Teve ontem lugar, na Biblioteca
Municipal, a sessão mensal do “Clube de Leitura” que se dedicou à análise e
discussão da obra "Aurora adormecida" de Eva Cruz.
As participantes tiveram a honra e o
prazer de contar com a presença da escritora, que forneceu muita informação
complementar acerca da obra e revelou muito sobre a investigação histórica que
teve de realizar para a sua criação, apresentando documentos e algumas preciosidades fotográficas da época.
Aurora, a mãe da autora e
personagem principal da obra, dizia muitas vezes que a sua "vida dava um
romance". E deu mesmo!
"Aurora adormecida" é uma biografia da
mãe da autora e uma verdadeira homenagem ao amor entre mães, filhos e netos.

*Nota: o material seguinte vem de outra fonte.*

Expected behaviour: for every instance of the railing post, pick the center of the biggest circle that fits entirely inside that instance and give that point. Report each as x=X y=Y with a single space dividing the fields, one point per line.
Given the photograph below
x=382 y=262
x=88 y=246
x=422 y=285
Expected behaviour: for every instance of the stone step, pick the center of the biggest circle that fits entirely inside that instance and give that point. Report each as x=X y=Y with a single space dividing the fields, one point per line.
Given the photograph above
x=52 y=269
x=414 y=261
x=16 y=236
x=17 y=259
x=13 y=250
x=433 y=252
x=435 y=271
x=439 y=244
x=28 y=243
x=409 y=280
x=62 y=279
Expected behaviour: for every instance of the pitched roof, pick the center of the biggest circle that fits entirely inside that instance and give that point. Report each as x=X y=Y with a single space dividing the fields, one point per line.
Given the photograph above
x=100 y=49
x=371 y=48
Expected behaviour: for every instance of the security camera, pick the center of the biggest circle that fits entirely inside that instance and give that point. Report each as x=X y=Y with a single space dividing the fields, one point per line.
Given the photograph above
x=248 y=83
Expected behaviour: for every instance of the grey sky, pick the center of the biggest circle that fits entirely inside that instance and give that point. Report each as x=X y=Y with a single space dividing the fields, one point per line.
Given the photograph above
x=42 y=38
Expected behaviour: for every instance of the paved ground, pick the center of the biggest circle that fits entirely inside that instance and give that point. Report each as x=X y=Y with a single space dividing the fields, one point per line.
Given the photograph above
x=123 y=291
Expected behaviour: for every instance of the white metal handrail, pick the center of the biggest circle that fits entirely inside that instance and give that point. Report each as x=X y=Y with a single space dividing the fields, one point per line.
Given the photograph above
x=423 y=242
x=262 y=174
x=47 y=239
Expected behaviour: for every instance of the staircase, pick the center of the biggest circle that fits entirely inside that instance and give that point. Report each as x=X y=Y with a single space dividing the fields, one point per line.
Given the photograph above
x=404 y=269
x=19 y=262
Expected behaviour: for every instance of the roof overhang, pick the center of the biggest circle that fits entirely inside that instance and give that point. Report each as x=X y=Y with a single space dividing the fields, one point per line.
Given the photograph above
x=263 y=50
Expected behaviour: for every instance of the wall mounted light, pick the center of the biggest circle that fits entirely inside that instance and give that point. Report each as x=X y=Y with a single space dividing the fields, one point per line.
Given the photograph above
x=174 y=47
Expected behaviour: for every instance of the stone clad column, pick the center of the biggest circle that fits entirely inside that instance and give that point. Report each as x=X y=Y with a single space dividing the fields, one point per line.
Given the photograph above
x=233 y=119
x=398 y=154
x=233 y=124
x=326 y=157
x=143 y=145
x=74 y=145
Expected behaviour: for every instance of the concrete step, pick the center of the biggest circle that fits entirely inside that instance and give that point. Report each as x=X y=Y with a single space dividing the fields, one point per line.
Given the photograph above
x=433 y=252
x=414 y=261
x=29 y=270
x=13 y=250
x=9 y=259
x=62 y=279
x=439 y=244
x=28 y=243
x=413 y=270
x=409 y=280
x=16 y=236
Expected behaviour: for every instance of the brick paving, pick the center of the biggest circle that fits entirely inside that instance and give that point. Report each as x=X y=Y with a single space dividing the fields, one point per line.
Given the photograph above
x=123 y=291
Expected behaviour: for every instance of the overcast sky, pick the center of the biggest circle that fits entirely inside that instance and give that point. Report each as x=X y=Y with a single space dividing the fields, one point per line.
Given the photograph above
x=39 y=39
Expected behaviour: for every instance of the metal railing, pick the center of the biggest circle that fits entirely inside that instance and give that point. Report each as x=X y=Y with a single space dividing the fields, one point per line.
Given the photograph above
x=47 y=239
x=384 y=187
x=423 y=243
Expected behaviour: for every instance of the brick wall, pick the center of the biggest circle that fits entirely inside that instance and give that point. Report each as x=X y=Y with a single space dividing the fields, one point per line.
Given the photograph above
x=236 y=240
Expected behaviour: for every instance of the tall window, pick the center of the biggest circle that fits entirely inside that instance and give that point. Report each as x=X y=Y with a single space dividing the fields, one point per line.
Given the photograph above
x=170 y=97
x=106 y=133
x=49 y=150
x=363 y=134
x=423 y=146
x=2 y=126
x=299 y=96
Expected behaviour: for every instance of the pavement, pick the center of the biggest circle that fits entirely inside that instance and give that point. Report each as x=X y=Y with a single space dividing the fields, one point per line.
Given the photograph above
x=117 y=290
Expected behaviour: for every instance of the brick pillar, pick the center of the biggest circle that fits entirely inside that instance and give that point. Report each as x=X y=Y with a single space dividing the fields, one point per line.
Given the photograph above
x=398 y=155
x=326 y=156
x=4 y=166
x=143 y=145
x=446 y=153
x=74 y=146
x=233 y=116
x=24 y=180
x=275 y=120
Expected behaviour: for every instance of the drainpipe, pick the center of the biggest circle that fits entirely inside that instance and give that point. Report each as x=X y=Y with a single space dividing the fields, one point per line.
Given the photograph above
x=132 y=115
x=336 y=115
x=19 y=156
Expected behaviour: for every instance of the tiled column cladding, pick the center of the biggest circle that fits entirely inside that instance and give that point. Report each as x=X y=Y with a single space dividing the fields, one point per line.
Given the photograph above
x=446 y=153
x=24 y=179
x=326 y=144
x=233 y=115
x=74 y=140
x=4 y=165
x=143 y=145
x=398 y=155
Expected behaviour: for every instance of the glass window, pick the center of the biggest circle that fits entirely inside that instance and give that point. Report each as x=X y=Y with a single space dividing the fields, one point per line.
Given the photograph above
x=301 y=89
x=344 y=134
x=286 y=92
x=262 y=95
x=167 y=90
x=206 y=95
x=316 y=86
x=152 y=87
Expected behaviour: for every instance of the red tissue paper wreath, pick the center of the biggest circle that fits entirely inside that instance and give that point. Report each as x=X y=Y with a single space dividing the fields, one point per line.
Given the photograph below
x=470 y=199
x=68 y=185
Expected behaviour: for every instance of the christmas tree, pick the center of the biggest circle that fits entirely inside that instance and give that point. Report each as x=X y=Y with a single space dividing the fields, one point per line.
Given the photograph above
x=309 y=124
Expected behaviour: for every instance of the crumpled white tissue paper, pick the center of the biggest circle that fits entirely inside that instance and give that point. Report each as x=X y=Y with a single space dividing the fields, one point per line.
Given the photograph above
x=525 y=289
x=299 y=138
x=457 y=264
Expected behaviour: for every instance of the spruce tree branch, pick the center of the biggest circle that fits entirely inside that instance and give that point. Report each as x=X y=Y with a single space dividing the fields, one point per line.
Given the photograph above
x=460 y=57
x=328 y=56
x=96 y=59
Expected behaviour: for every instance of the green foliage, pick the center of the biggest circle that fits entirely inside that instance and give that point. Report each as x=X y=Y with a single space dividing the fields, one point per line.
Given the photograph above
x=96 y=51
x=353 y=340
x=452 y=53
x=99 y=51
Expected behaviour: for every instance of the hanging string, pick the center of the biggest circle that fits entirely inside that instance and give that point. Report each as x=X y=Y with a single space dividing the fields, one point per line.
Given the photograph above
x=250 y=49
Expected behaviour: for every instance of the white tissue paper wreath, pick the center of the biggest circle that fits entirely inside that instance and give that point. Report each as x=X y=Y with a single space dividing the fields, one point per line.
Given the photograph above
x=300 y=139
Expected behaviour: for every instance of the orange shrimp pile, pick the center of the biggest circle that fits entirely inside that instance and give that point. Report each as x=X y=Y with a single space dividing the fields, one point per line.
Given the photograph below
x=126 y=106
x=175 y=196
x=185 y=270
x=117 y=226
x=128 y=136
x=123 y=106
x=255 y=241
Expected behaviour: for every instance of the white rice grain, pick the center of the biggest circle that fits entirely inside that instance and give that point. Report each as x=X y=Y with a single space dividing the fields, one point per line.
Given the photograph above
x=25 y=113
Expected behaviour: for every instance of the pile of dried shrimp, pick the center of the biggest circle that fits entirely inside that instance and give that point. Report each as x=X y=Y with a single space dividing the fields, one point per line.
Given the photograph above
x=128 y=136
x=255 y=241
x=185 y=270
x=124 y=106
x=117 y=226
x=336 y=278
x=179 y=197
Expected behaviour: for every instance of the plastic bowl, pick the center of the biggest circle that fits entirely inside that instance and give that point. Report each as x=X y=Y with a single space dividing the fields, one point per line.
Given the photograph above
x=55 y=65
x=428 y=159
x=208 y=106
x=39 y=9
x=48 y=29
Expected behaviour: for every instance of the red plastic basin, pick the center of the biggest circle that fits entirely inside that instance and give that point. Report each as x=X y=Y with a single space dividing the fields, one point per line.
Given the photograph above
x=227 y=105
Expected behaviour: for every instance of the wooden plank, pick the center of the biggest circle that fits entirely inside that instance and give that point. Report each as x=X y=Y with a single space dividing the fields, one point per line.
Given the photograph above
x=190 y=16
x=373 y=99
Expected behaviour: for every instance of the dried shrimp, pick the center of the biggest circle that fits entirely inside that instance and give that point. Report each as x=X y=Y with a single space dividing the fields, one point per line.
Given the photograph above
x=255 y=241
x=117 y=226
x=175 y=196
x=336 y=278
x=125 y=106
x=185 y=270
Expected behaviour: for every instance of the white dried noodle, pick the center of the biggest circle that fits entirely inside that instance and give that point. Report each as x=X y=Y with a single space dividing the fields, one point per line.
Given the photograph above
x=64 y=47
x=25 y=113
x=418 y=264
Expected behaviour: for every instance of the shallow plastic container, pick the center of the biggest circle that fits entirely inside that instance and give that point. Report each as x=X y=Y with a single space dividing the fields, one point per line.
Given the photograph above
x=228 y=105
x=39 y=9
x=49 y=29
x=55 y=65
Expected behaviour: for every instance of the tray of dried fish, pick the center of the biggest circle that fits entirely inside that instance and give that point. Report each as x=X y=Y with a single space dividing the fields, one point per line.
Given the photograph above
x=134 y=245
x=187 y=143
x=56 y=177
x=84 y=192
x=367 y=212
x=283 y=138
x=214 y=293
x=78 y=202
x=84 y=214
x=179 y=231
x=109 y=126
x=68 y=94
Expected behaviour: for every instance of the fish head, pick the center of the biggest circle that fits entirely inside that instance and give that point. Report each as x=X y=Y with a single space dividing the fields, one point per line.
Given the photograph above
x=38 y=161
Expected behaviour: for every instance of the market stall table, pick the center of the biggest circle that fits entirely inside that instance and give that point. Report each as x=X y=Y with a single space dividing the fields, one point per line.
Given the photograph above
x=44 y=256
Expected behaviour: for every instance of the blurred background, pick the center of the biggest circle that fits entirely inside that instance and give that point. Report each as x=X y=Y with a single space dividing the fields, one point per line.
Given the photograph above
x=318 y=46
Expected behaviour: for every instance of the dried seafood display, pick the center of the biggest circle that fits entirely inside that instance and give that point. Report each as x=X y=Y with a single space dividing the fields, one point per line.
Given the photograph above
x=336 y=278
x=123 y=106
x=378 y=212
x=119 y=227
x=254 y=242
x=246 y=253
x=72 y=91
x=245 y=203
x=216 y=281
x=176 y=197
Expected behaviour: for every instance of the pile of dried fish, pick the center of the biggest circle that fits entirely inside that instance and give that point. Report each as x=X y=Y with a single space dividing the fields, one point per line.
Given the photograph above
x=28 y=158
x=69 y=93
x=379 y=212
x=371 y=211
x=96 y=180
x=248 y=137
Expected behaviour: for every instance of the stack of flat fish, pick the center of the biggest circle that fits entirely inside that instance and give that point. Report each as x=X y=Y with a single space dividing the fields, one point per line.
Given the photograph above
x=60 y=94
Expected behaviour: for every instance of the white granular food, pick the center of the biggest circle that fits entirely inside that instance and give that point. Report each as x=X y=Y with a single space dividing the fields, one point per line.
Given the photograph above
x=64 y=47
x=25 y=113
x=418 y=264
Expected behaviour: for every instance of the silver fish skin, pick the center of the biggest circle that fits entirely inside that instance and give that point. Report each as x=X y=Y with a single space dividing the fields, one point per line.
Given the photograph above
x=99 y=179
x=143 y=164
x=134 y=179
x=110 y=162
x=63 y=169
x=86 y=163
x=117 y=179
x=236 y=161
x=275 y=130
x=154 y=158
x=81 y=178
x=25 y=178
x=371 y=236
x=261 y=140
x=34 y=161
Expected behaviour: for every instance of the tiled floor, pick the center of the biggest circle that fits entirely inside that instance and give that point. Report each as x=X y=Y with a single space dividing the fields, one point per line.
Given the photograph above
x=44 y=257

Uma das prefaciadoras, Carmina
Figueiredo, refere que "a
autora abriu o baú, relicários de histórias e de vida e, com os mesmos fios com
que tece um poema, urdiu uma bela história tão simples e tão comovente. É
filha, também é mãe, sabe o que é o amor, a entrega e a dádiva, é escritora e
tem um grande orgulho naquela sua mãe Aurora"
A esta obra, com apenas
128 páginas, "terrivelmente"
bem escrita e aparentemente, simples, não faltam os artifícios técnicos e literários tais
como diageses (narração com sequência cronológica), metadiegeses (inserção de narrativas secundárias dentro de uma narrativa principal), descrições e analepses (interrupção da narrativa cronológica para descrição de acontecimentos prévios), que nos revelam a mestria
da autora.
A escrita é "simples, fluida, intensa", por
vezes ousada, assertiva, emotiva, terna, tão bela, interessante e envolvente
que mais parece colocar-nos perante prosa poética.
Mas, para apresentar uma
apreciação da obra, nada melhor do que transcrever um artigo do Dr. Renato
Figueiredo publicado no jornal labor nº 702, de 27.07.2006, com o título “Um livro, um poeta”.
“É
rio de águas claras e tranquilas a passar mansamente, levando na corrente a
nostalgia da nascente. É cântico de admiração, respeito e amor, tecido em
estrofes de ternura, a carpir saudades que sente cedo virá a ter, o céu já
toldado por nuvens de ausência real que a presença física não esconde. É
esforço desesperado e inglório de fazer imortal alguém que se ama, mas que sabe
ir em breve morar em outras madrugadas, só permanecendo na sua memória e no seu
coração.
Postos
de lado preconceitos e frívolas conveniências sociais, decide, com ânimo e não
menor coragem, contar uma história. Vai escolher palavras singelas e promete
nada esconder ou amenizar, só a verdade ficará nas linhas que escrever.
A
história é real, é uma biografia. Tão fácil e tão difícil! Tão fácil pela
transparência da vida a descrever e pelos sorrisos que muitas passagens lhe
trazem aos lábios, tão difícil pela exigência de ser imparcial e neutra na
descrição, quando o sentir lhe pede deixar na sombra certos passos. Mas
difícil, sobretudo, pelas lágrimas que terá de reprimir tantas vezes, para que
a escrita não fique manchada de sofrimento.
Venturas
e desventuras, dores e alegrias vão surgindo. Afinal, uma biografia que
pareceria banal é crónica inteligente e lúcida de toda uma época, em que a
pessoa biografa enfrenta problemas de vária índole, humanos, sociais, políticos
e económicos, problemas que encara de frente, que questiona e resolve apenas
com a seriedade inata, o bom senso e a justeza de quem se posiciona na vida
tendo como lema obedecer somente à voz da sua consciência.
A
biografia é um terreno ingrato, dado que o biografo tem de ser totalmente
isento e desapaixonado, para não atraiçoar, ainda que involuntariamente, a
personalidade do biografado.
Em
Aurora Adormecida, pois é deste livro que falo, a sua autora, a Dr.ª Eva Cruz,
conseguiu, com excepcional mestria, ser biógrafa exemplar que nos revela, com
rigor e sem subterfúgios ou meias verdades, o retrato de corpo inteiro da
personalidade de sua mãe. Mas soube aliar, com raro engenho, a verdade ao amor
filial, de que resultou magnífico e exaltante poema de homenagem, tecido de
ternura, que é, por assim dizer, antecipado e comovido adeus a sua mãe. Ela, se
tal fosse possível, exigiria, na hora da partida, juntar esse poema às
recordações do mítico baú que a acompanhou em vida.”